The ceremony began with the airing of 4,800 names of recently deceased A-bomb victims. In total, the names of 328,929 people have been aired at the Cenotaph so far.

There were news reports that Prime Minister Suga had accidentally skipped some parts of his speech, but I did not notice that when I was there. Unlike TV broadcasts, there were no subtitles for the audience there, and more importantly, protesters were shouting “Suga, go home!!” as Prime Minister Suga was reading his speech in the quiet hall.

I guess the protestors were trying to seize the right moment to draw attention to themselves, but I felt that they did not have to yell at a moment like that. Although I was there as a journalist, I had also wanted to pray quietly as a participant of the ceremony. I wondered if these protestors use loudspeakers every year and whether the people of Hiroshima would actually tolerate this.

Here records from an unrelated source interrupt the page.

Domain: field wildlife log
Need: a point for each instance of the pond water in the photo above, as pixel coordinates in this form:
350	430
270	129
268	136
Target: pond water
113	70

I caught sight of Ms. Yahata after the ceremony. I immediately called out to her, and she remembered who I was. “I lost my contact lenses, so I’m wearing glasses today,” she told me with a smile.


What? I thought she had worn glasses the last time we met, but then I realized she was now wearing glasses with a higher power than the pair she was wearing previously. I guess she usually wears contact lenses with a high power and glasses with a low power. That must be Ms. Yahata’s personal style.


“Do you have any water? I’ll give you some water,” she said, pulling a bottle of water from her bag and handing it to me. As a journalist attending the ceremony, I couldn’t accept water from Ms. Yahata, who was a guest at the ceremony. I politely declined as I had a bottle of water in my own bag, but she kept trying to hand me hers.


After exchanging a few words with Ms. Yahata and parting ways with her, I slightly regretted that I hadn’t accepted her water. She had really wanted to give me her water. By accepting her water and thanking her for it, I might have been able to exorcize some of her regrets and bring relief to the terror she had experienced 76 years ago.


I decided that I would go along with Ms. Yahata’s wishes if I ever have the chance to meet her again. I will visit Hiroshima again next summer.